Our study has several limitations that warrant further investigation. For simulations presented here, we have relied on parameter estimates reported in the previous literature, which may be subject to variations, and we therefore emphasize the qualitative aspects of this study. Our model is also subject to some limitations due to simplifying assumptions on the mechanisms involved in the development of humoral immune responses. The preexisting immunity in our model was included as the initial condition for antibodies or memory B cells at the time of vaccination without considering any prior specific mechanisms for their generation.

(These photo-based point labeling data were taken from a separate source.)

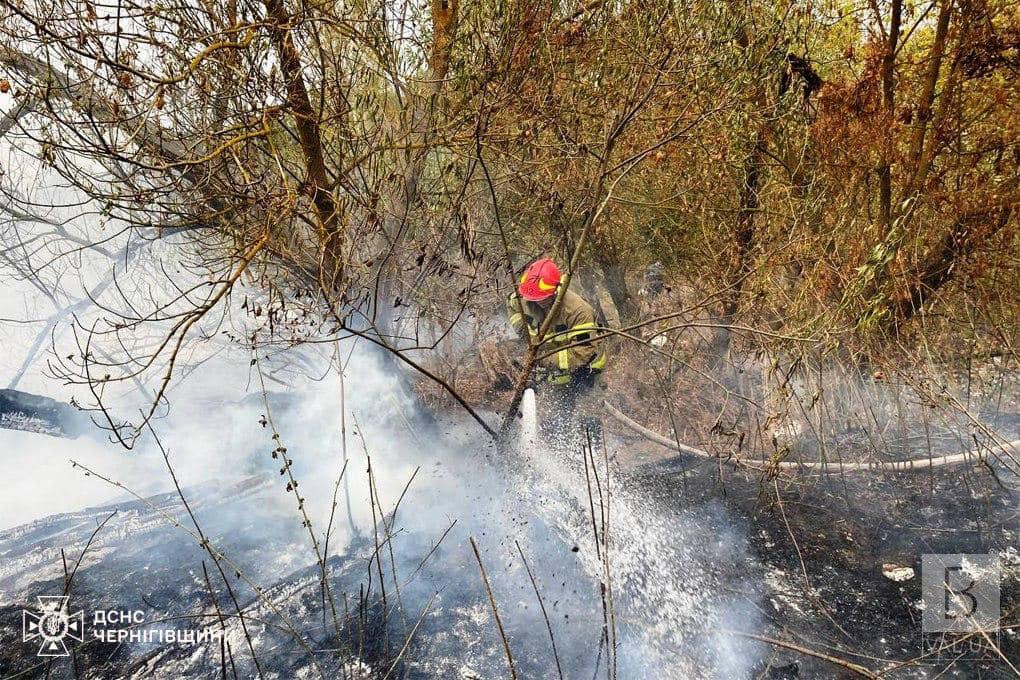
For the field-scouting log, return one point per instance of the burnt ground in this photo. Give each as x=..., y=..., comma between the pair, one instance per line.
x=842, y=530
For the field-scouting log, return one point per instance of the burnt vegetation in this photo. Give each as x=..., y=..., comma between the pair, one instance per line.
x=799, y=223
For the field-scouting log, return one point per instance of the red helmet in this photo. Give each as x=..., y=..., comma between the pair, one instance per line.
x=540, y=280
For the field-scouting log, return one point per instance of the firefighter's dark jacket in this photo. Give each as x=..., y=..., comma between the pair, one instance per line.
x=574, y=323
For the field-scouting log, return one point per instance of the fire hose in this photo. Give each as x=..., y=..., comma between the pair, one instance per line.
x=911, y=465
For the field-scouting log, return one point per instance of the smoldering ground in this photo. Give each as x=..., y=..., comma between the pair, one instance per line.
x=406, y=592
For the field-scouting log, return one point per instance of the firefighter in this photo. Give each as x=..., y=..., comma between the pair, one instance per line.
x=567, y=377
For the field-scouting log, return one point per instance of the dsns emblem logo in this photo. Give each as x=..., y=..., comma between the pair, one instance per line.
x=52, y=625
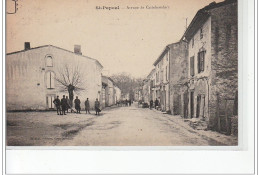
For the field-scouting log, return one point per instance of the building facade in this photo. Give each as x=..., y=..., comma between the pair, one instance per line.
x=31, y=77
x=109, y=91
x=178, y=76
x=212, y=40
x=162, y=87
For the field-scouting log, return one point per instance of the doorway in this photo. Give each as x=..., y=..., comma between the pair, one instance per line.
x=198, y=106
x=49, y=100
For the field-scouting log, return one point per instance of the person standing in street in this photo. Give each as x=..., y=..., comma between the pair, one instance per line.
x=156, y=103
x=87, y=106
x=151, y=104
x=77, y=104
x=63, y=105
x=97, y=107
x=57, y=105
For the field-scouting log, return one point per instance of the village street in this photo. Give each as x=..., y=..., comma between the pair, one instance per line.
x=117, y=126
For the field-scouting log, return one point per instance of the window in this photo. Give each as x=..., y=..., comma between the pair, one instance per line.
x=201, y=33
x=192, y=66
x=50, y=80
x=166, y=74
x=49, y=62
x=201, y=59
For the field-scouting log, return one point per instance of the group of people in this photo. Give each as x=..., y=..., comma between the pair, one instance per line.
x=64, y=105
x=156, y=103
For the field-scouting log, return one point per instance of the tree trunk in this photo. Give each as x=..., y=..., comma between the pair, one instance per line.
x=71, y=96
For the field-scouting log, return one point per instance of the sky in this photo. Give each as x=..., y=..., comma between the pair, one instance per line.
x=123, y=40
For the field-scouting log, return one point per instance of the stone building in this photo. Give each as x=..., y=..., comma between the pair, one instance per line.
x=117, y=93
x=212, y=38
x=161, y=87
x=178, y=76
x=31, y=76
x=145, y=90
x=108, y=91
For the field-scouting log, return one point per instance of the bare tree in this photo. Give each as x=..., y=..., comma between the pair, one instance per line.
x=70, y=79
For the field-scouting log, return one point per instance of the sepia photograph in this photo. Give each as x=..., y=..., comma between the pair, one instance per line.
x=122, y=73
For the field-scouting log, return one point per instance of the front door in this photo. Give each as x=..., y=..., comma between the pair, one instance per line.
x=186, y=104
x=191, y=104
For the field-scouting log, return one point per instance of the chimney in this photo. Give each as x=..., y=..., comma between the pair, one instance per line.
x=77, y=49
x=27, y=46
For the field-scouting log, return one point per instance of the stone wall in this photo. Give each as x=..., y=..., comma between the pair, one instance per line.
x=224, y=54
x=178, y=74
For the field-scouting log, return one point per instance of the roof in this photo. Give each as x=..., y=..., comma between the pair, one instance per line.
x=201, y=17
x=56, y=48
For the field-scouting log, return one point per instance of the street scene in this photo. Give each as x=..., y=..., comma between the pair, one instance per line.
x=141, y=74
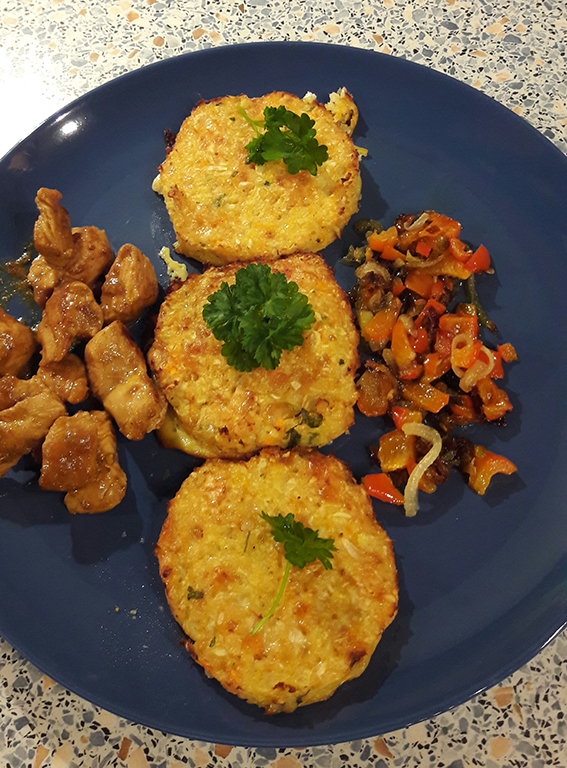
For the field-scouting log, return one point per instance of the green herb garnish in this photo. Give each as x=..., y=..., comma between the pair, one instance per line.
x=301, y=546
x=288, y=137
x=258, y=317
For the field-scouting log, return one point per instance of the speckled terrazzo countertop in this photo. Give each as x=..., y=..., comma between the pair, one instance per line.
x=54, y=50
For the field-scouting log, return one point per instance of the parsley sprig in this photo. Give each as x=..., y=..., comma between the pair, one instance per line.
x=258, y=317
x=288, y=137
x=301, y=546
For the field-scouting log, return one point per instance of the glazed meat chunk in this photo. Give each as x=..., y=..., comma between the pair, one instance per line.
x=119, y=378
x=69, y=453
x=17, y=345
x=52, y=233
x=92, y=255
x=130, y=286
x=65, y=254
x=70, y=313
x=67, y=378
x=29, y=408
x=80, y=457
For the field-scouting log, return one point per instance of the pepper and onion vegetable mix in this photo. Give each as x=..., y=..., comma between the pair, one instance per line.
x=427, y=366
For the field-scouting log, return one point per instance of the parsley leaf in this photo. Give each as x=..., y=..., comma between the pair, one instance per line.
x=301, y=546
x=258, y=317
x=288, y=137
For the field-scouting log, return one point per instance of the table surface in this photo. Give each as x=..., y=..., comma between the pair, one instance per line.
x=52, y=51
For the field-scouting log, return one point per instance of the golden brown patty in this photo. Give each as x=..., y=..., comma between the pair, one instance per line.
x=222, y=570
x=224, y=209
x=221, y=412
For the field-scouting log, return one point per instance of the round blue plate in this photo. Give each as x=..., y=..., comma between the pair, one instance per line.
x=483, y=580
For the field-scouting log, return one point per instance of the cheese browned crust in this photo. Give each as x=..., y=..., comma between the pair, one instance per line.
x=225, y=209
x=222, y=570
x=218, y=411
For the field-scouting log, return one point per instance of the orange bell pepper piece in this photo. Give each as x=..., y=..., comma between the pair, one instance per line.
x=397, y=286
x=458, y=249
x=396, y=449
x=403, y=415
x=479, y=261
x=507, y=352
x=425, y=396
x=381, y=487
x=418, y=283
x=391, y=254
x=422, y=248
x=420, y=343
x=379, y=240
x=402, y=349
x=484, y=466
x=432, y=304
x=380, y=327
x=495, y=402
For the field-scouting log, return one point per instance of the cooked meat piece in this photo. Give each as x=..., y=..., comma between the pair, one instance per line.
x=12, y=390
x=119, y=378
x=130, y=286
x=17, y=345
x=43, y=280
x=67, y=378
x=92, y=256
x=31, y=408
x=69, y=459
x=52, y=233
x=108, y=486
x=71, y=313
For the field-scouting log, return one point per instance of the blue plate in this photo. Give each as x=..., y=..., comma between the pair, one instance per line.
x=483, y=579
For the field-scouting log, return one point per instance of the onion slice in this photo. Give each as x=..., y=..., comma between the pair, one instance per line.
x=432, y=436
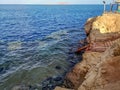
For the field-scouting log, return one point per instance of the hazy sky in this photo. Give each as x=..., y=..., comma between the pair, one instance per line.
x=53, y=1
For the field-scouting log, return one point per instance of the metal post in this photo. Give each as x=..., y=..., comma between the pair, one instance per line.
x=104, y=6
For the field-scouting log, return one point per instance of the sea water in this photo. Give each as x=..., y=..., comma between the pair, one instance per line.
x=38, y=41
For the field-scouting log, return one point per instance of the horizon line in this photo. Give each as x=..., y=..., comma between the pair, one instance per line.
x=49, y=4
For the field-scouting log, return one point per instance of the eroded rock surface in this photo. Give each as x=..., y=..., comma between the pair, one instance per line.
x=100, y=67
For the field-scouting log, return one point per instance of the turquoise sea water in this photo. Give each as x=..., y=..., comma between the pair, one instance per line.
x=37, y=41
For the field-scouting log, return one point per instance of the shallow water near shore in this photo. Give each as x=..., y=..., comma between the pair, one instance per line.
x=37, y=43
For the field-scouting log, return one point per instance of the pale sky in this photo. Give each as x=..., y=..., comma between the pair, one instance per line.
x=53, y=1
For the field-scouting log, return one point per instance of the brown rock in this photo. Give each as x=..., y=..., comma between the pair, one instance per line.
x=77, y=75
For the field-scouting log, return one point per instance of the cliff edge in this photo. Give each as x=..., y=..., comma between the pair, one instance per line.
x=100, y=67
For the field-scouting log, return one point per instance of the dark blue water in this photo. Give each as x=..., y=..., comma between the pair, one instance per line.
x=36, y=41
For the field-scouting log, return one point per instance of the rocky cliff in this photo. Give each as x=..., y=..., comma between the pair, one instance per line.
x=100, y=67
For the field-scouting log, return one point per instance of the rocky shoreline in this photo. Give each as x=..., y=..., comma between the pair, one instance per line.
x=100, y=65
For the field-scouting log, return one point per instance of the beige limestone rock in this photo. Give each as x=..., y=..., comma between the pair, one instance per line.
x=77, y=75
x=106, y=74
x=60, y=88
x=103, y=28
x=99, y=70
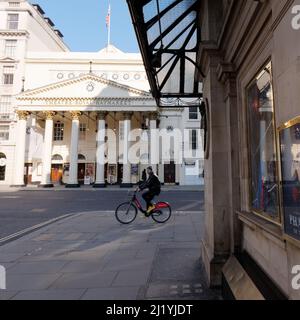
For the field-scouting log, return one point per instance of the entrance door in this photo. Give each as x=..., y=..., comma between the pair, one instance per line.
x=170, y=173
x=56, y=173
x=28, y=173
x=81, y=173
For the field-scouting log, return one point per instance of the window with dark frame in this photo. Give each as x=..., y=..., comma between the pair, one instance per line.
x=5, y=107
x=4, y=133
x=263, y=155
x=59, y=128
x=8, y=75
x=193, y=113
x=12, y=21
x=10, y=48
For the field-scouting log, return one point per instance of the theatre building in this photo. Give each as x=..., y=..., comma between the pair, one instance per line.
x=246, y=55
x=55, y=105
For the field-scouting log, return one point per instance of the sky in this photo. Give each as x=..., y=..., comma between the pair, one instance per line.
x=83, y=23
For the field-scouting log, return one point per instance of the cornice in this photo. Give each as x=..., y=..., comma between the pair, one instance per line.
x=88, y=77
x=14, y=33
x=83, y=99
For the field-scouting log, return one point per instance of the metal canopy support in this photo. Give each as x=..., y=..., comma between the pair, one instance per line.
x=169, y=37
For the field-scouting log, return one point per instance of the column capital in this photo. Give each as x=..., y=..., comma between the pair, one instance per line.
x=101, y=115
x=49, y=114
x=127, y=115
x=75, y=115
x=22, y=115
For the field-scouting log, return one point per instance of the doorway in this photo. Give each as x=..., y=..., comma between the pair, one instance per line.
x=81, y=173
x=56, y=173
x=170, y=173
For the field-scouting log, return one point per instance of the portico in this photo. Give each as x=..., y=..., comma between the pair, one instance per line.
x=86, y=122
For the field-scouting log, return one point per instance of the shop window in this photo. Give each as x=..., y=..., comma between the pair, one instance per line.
x=264, y=188
x=193, y=140
x=290, y=166
x=59, y=131
x=2, y=166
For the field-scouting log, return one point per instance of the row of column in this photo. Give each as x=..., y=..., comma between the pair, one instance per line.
x=73, y=173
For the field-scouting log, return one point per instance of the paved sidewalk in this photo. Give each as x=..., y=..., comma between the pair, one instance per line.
x=7, y=189
x=91, y=256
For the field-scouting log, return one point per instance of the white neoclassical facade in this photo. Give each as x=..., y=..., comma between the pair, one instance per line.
x=59, y=110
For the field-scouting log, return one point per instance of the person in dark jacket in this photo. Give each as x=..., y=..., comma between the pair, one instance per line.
x=144, y=175
x=154, y=188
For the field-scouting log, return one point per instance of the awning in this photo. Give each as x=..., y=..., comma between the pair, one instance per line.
x=169, y=36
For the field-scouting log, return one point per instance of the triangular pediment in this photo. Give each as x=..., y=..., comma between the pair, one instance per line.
x=85, y=86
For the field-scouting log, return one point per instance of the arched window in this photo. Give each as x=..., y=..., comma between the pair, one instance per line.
x=81, y=157
x=2, y=166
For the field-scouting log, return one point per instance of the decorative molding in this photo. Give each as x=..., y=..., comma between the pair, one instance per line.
x=153, y=116
x=49, y=115
x=127, y=115
x=87, y=77
x=14, y=33
x=101, y=115
x=22, y=115
x=75, y=115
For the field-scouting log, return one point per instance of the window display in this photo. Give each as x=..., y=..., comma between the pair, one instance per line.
x=262, y=144
x=290, y=166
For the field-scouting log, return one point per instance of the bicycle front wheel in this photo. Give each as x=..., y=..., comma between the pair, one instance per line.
x=162, y=215
x=126, y=213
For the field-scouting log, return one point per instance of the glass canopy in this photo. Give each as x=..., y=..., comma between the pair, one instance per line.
x=169, y=37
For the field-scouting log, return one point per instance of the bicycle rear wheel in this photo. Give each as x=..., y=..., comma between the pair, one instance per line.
x=126, y=213
x=162, y=215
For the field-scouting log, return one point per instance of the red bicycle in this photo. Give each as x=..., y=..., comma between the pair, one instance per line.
x=127, y=212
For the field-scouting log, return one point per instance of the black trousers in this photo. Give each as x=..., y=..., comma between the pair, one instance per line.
x=148, y=196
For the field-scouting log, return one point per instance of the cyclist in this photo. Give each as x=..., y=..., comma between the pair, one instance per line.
x=154, y=186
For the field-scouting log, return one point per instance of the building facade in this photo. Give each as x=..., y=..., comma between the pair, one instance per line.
x=55, y=104
x=248, y=61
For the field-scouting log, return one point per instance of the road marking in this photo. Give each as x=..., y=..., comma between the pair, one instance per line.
x=38, y=210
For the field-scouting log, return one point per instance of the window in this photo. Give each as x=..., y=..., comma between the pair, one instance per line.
x=10, y=48
x=59, y=128
x=4, y=133
x=290, y=167
x=193, y=140
x=193, y=113
x=82, y=131
x=8, y=75
x=262, y=144
x=5, y=107
x=2, y=166
x=12, y=21
x=121, y=130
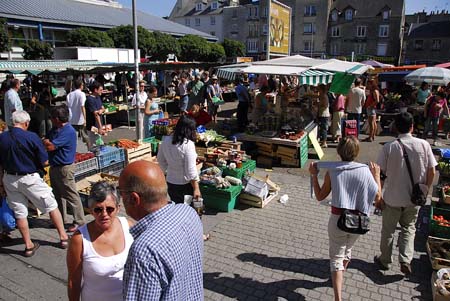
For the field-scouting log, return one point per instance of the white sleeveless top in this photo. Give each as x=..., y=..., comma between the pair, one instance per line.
x=102, y=276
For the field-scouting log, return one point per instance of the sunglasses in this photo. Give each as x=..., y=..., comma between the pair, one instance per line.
x=99, y=210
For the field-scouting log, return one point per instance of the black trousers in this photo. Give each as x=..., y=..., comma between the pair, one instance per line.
x=242, y=115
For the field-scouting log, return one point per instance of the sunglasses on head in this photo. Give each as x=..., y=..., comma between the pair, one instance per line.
x=99, y=210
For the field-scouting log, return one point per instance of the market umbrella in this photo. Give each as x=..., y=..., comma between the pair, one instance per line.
x=376, y=64
x=431, y=75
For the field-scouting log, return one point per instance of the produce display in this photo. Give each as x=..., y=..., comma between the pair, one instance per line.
x=83, y=157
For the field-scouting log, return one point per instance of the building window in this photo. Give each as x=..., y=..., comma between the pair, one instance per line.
x=418, y=45
x=310, y=10
x=252, y=46
x=360, y=48
x=349, y=14
x=436, y=45
x=334, y=49
x=381, y=49
x=335, y=31
x=309, y=28
x=308, y=46
x=334, y=16
x=361, y=31
x=383, y=31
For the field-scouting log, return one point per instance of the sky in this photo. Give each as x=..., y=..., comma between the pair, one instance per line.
x=163, y=8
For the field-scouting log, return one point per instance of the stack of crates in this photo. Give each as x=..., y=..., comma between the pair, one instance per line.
x=111, y=159
x=220, y=199
x=350, y=128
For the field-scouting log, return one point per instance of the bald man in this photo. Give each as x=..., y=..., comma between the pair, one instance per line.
x=165, y=260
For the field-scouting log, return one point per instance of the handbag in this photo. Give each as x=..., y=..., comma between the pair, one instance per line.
x=418, y=198
x=7, y=219
x=355, y=223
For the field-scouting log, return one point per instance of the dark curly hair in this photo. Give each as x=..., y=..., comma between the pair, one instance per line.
x=185, y=129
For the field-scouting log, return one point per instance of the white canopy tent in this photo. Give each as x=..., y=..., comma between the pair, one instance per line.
x=311, y=71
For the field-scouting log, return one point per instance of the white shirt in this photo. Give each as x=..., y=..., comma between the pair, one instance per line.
x=102, y=276
x=12, y=103
x=178, y=160
x=356, y=99
x=75, y=101
x=397, y=186
x=142, y=98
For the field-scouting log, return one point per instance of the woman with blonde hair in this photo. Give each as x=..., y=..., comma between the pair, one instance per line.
x=354, y=187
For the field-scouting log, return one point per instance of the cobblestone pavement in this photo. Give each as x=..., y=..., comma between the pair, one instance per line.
x=276, y=253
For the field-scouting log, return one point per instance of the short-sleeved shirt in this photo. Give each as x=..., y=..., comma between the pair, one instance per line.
x=397, y=186
x=165, y=260
x=93, y=103
x=242, y=93
x=75, y=101
x=12, y=103
x=355, y=101
x=17, y=160
x=65, y=141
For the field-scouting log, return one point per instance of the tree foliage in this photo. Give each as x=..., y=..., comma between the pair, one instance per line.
x=85, y=36
x=194, y=48
x=37, y=50
x=164, y=44
x=233, y=48
x=123, y=37
x=4, y=39
x=216, y=53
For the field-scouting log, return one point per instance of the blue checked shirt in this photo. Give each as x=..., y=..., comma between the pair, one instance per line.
x=165, y=260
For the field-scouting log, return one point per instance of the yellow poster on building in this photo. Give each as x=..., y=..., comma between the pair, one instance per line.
x=279, y=28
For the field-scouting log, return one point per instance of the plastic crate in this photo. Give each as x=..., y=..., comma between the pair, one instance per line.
x=220, y=199
x=110, y=155
x=113, y=169
x=434, y=228
x=86, y=166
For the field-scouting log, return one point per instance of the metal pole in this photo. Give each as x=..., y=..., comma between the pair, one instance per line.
x=136, y=73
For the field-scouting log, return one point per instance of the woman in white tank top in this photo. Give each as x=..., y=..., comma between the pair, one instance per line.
x=98, y=250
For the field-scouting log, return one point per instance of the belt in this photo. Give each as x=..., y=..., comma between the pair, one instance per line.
x=13, y=173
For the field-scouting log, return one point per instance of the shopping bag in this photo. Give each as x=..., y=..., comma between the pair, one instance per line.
x=7, y=216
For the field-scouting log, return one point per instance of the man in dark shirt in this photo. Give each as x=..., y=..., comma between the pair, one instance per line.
x=62, y=146
x=22, y=155
x=94, y=110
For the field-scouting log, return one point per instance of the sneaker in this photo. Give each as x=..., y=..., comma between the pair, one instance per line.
x=379, y=265
x=405, y=268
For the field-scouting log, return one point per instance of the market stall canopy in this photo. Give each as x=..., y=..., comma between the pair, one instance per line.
x=376, y=64
x=443, y=65
x=432, y=75
x=393, y=77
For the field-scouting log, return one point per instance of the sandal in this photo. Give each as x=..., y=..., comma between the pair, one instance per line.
x=29, y=252
x=64, y=243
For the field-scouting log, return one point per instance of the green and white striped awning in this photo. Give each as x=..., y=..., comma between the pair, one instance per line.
x=36, y=67
x=315, y=77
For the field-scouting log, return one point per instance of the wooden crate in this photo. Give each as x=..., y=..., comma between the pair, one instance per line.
x=134, y=154
x=255, y=201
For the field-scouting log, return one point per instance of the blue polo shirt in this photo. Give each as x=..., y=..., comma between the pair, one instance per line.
x=65, y=141
x=14, y=159
x=93, y=103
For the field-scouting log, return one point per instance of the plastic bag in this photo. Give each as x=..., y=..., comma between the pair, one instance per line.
x=7, y=216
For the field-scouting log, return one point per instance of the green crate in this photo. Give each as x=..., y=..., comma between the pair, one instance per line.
x=220, y=199
x=434, y=228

However, we note that antigens from several organisms other than Hia and Hib can induce cross-reactive antibodies to H. influenzae capsular polysaccharide [40]. Despite these limitations, our study provides the first simulation model for evaluation of the bivalent vaccine-induced immunity, which can be extended with further immunological mechanisms and recalibrated as data become available through further immunological experiments.

5. Conclusions

Our results highlight the importance of preexisting immune responses to Hib and CP (conferred by natural infection or vaccination) for the composition of a new bivalent vaccine against Hia and Hib. The findings indicate that the use of new carrier proteins that are not previously included in the Hib conjugate vaccine may be a viable approach for the development of an effective bivalent combined vaccine. In this context, ongoing efforts should include experimental investigation of the immune responses elicited by bivalent vaccines in the presence of preexisting immunity.

Competing Interests

The authors declare that they have no competing interests.

Authors' Contributions

Seyed M. Moghadas conceived and designed the study; Angjelina Konini developed the model and performed simulations; Mingsong Kang analyzed the results; Angjelina Konini and Seyed M. Moghadas contributed reagents/materials/analysis tools. Angjelina Konini and Mingsong Kang wrote the first draft of the paper; Angjelina Konini, Mingsong Kang, and Seyed M. Moghadas revised the paper. All authors contributed to the final draft and approved its content. Angjelina Konini and Mingsong Kang contributed equally to this work.